If the odds in favor of Fast Leg winning a horse race are 9 to 7 and the first prize is \( \$ 112,000 \), what is the expected value of Fast Leg's winnings? The expected value is \( \$ \square \).

To calculate the expected value of Fast Leg's winnings, we need to consider both the likelihood of winning and losing. The odds of 9 to 7 mean that for every 16 races (9 wins + 7 losses), Fast Leg is expected to win 9 times. Therefore, the probability of winning is \( \frac{9}{16} \) and the probability of losing is \( \frac{7}{16} \). If Fast Leg wins, the winnings are \( \$ 112,000 \).
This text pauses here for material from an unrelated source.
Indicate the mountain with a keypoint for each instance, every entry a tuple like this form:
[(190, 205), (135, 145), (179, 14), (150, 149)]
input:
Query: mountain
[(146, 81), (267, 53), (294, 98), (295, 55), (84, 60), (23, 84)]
If Fast Leg loses, the winnings are \( \$ 0 \). The expected value (EV) can be calculated as follows: \[ EV = \left( \text{Probability of Winning} \times \text{Winnings} \right) + \left( \text{Probability of Losing} \times \text{Losses} \right) \] \[ EV = \left( \frac{9}{16} \times 112,000 \right) + \left( \frac{7}{16} \times 0 \right) = \left( \frac{9 \times 112,000}{16} \right) \] \[ EV = \frac{1,008,000}{16} = 63,000 \] Thus, the expected value of Fast Leg's winnings is \( \$ 63,000 \).